The SpeeD-IL Project
Speech Datasets and Models for Indian Languages
Objectives of the Project
Over the last decade or so, research in speech technologies has seen a rapid and successful shift towards exclusively data-driven techniques such as machine learning and deep learning methods. Over the years, experiments with well-resourced languages such as English have demonstrated the success of these systems given sufficient data for training the systems. However, barring a handful of languages, this technological revolution has escaped most of the languages (including the officially supported, scheduled languages) spoken in India. This could be gauged from the commercial support for very few Indian languages across different speech-based products - Amazon Alexa supports Hindi among seven other international languages; Google Home supports 13 languages, including Hindi, as the only Indian language; Microsoft supports Indian English, Hindi, Tamil, Telugu, Gujarati, and Marathi for its ASR systems - there is no support whatsoever for most of the other Indian languages, especially languages belonging to the Tibeto-Burman and Austro-Asiatic language families.
One of the primary reasons behind this could be the non-availability of sufficient speech datasets for most Indian languages.
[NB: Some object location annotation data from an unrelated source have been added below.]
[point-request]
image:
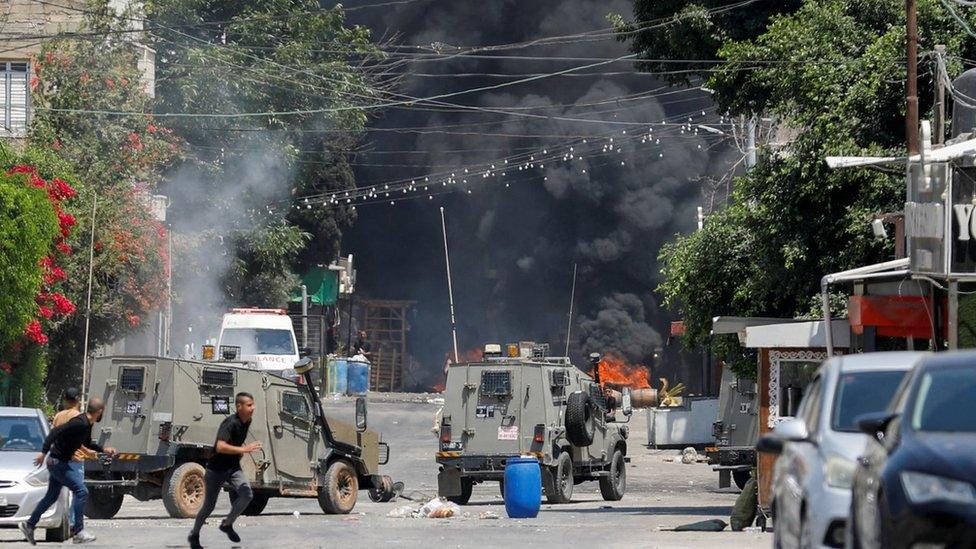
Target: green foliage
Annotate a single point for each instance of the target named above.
(28, 226)
(832, 74)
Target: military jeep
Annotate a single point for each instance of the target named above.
(162, 415)
(524, 402)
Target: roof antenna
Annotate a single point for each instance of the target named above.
(572, 298)
(450, 289)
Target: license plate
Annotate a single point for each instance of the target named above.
(508, 433)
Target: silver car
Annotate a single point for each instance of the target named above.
(22, 484)
(811, 491)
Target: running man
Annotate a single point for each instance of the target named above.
(225, 466)
(60, 446)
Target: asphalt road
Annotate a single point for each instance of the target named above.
(660, 495)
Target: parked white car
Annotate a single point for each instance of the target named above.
(22, 484)
(811, 491)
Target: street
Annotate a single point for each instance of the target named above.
(660, 495)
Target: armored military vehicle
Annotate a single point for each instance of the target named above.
(524, 402)
(162, 415)
(736, 429)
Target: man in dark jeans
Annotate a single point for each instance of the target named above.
(225, 466)
(60, 445)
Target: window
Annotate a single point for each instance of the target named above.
(132, 378)
(945, 401)
(294, 404)
(259, 341)
(21, 434)
(14, 98)
(860, 393)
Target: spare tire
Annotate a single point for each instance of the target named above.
(580, 423)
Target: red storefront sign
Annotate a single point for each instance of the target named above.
(893, 315)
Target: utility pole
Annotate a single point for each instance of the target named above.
(939, 101)
(911, 84)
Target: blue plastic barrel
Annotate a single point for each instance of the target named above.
(523, 487)
(337, 376)
(358, 377)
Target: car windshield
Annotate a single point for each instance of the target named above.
(259, 341)
(861, 393)
(21, 434)
(945, 401)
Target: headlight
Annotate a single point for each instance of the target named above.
(923, 488)
(839, 472)
(37, 477)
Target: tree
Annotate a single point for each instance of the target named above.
(114, 158)
(831, 72)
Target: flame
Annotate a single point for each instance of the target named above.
(615, 371)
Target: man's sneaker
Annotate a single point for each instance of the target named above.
(231, 534)
(83, 537)
(28, 532)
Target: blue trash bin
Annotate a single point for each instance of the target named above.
(358, 377)
(523, 487)
(337, 376)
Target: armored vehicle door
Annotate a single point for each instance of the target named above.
(492, 409)
(291, 428)
(128, 390)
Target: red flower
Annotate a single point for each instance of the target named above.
(34, 332)
(62, 305)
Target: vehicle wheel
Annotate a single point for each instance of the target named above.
(612, 487)
(466, 487)
(62, 531)
(580, 423)
(102, 504)
(740, 477)
(183, 490)
(384, 492)
(257, 505)
(561, 489)
(337, 496)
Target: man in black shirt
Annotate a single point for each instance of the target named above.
(60, 445)
(225, 466)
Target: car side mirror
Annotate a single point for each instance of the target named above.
(304, 364)
(792, 430)
(875, 424)
(626, 407)
(360, 414)
(770, 444)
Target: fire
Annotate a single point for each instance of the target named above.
(615, 371)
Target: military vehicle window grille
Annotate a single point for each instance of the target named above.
(596, 394)
(294, 404)
(560, 378)
(496, 383)
(132, 378)
(217, 378)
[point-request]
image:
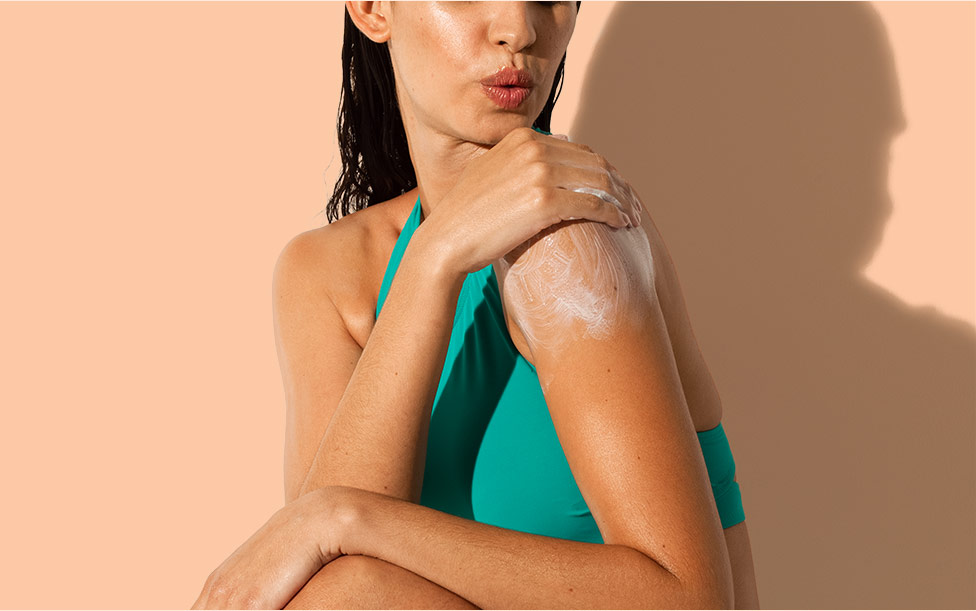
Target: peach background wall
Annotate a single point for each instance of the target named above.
(810, 165)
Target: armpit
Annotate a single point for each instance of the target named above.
(576, 279)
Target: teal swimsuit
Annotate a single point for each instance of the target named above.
(492, 452)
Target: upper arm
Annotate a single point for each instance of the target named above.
(316, 352)
(586, 304)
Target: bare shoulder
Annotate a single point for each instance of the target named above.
(344, 261)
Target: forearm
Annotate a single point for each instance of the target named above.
(377, 437)
(499, 568)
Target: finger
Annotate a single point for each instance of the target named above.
(598, 181)
(594, 171)
(583, 204)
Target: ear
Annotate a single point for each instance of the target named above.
(370, 18)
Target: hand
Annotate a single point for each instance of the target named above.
(268, 569)
(524, 184)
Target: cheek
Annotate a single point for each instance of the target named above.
(580, 281)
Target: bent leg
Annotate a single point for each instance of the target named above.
(364, 582)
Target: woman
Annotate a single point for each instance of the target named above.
(499, 287)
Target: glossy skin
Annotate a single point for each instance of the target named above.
(440, 51)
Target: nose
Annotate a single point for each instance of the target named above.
(512, 25)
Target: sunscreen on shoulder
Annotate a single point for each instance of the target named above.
(574, 280)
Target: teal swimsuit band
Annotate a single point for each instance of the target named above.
(492, 451)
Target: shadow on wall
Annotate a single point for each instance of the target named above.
(758, 136)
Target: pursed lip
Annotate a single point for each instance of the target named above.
(509, 76)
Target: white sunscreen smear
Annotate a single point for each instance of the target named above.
(575, 277)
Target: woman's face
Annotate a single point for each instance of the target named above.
(442, 51)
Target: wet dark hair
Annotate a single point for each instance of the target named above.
(376, 162)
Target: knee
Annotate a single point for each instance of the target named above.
(348, 582)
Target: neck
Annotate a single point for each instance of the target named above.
(438, 161)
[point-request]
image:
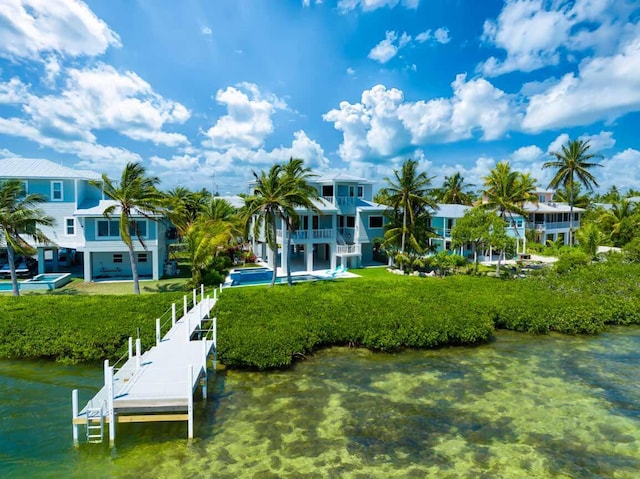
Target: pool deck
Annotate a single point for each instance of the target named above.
(156, 385)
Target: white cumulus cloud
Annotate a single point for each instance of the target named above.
(248, 119)
(29, 28)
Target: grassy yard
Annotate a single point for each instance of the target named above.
(262, 327)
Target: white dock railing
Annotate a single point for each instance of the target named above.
(159, 377)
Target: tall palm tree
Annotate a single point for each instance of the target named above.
(20, 218)
(301, 194)
(215, 228)
(268, 202)
(134, 194)
(408, 192)
(572, 164)
(455, 191)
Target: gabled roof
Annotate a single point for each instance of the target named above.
(550, 208)
(330, 178)
(26, 168)
(364, 205)
(93, 209)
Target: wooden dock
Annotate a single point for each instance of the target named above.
(159, 384)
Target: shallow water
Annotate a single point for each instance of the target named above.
(550, 406)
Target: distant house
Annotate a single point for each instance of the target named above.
(343, 232)
(550, 219)
(82, 235)
(444, 218)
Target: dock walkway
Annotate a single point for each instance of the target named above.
(157, 385)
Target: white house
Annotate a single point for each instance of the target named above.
(342, 232)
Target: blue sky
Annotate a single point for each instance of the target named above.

This is even more so for the non-scheduled Indo-Aryan and Dravidian languages and even the scheduled languages from the Tibeto-Burman and Austro-Asiatic language families, largely spoken in Eastern and North-Eastern parts of India. Bodo and Meetei, two languages of the Tibeto-Burman language family and Santhali, the only language of the Munda sub-group of the Austro-Asiatic language family, are the only languages of these language families that are represented among the 22 scheduled languages.
In order to alleviate this situation, we have started the `SpeeD-IL' (Speech Datasets and Models for Indian Languages) project for developing speech corpora and other resources and models for underrepresented languages across different languages in India. The stated aims and objectives of the project are listed below -
To build a transcribed speech dataset of approximately 1000 hours across each of the four major language families of India - Tibeto-Burman, Austro-Asiatic, Dravidian and Indo-Aryan - and the other language families with fewer languages viz. Tai-Kadai and Great Andamanese. In each language family, at least 10 underrepresented languages will be included for data collection.
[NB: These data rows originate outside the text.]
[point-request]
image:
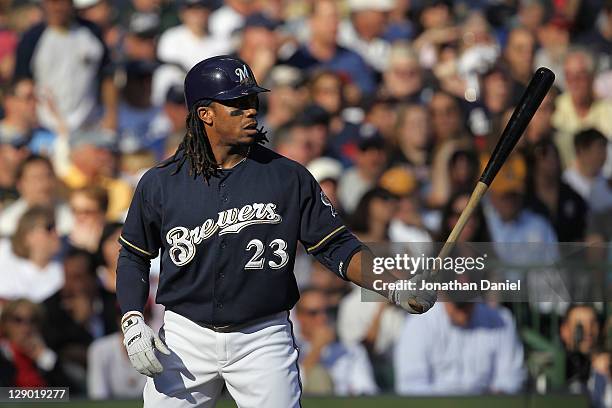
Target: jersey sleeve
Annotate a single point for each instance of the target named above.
(322, 231)
(142, 228)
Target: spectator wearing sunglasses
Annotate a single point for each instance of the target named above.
(27, 265)
(25, 360)
(326, 365)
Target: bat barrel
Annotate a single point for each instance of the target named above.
(538, 87)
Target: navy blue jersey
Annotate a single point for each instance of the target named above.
(228, 246)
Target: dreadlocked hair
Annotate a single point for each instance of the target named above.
(196, 147)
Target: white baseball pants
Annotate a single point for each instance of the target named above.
(258, 364)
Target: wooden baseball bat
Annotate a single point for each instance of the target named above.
(538, 87)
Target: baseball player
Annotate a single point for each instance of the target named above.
(227, 214)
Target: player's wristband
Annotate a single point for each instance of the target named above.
(394, 294)
(129, 319)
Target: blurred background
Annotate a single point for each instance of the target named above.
(393, 106)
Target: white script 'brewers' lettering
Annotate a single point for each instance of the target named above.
(183, 241)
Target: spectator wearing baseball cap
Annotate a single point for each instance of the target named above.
(81, 78)
(364, 31)
(140, 40)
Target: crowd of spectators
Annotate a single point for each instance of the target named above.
(393, 105)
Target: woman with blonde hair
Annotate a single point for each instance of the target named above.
(25, 359)
(27, 265)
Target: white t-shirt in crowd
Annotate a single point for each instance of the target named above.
(180, 46)
(20, 278)
(9, 218)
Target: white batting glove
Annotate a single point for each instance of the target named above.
(414, 301)
(141, 341)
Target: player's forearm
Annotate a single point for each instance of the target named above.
(360, 272)
(132, 281)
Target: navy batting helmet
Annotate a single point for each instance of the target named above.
(220, 78)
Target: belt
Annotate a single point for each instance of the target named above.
(228, 328)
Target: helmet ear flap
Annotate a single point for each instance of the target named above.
(204, 113)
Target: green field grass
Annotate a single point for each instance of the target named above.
(526, 401)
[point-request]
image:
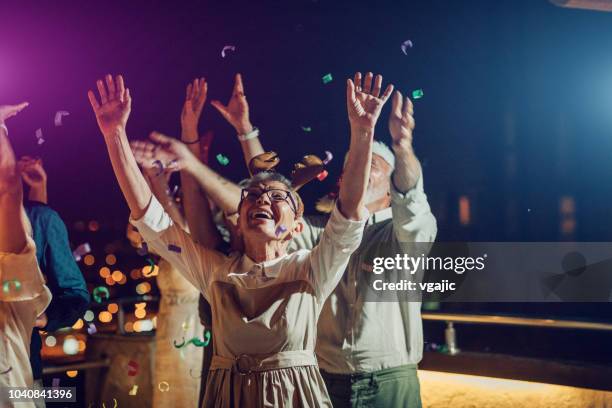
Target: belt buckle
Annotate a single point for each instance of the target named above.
(238, 366)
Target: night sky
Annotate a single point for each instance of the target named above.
(485, 67)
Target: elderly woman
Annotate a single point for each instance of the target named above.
(265, 303)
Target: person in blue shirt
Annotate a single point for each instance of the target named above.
(64, 278)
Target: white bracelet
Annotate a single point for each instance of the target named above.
(251, 135)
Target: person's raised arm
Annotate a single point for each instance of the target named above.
(170, 151)
(237, 114)
(112, 113)
(195, 201)
(34, 175)
(13, 221)
(364, 105)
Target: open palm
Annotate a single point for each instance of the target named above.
(113, 110)
(364, 103)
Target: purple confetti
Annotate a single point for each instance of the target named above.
(174, 248)
(281, 229)
(328, 157)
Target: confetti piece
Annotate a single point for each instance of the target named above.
(174, 248)
(328, 157)
(58, 117)
(80, 251)
(160, 167)
(39, 137)
(405, 45)
(100, 290)
(132, 368)
(222, 159)
(143, 250)
(6, 285)
(227, 48)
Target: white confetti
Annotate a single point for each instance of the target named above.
(227, 48)
(58, 117)
(405, 45)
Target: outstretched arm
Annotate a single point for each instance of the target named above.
(13, 234)
(237, 114)
(112, 113)
(195, 201)
(364, 105)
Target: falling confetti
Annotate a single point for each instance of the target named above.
(100, 290)
(6, 285)
(405, 45)
(58, 117)
(132, 368)
(39, 137)
(174, 248)
(143, 250)
(328, 157)
(227, 48)
(222, 159)
(80, 251)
To develop a phone set for each of the languages under study.
To build baseline wav2vec 2.0 (or other state-of-the-art techniques) pre-trained models based on the data collected in the project for each language family under study.
To build a language model for the languages under consideration.
To build a baseline ASR system for each of the languages.
To make the dataset and pre-trained and fine-tuned models publicly available through appropriate platforms under CC BY-SA-NC 4.0 license (for the dataset) and AGPL v3 (for the models).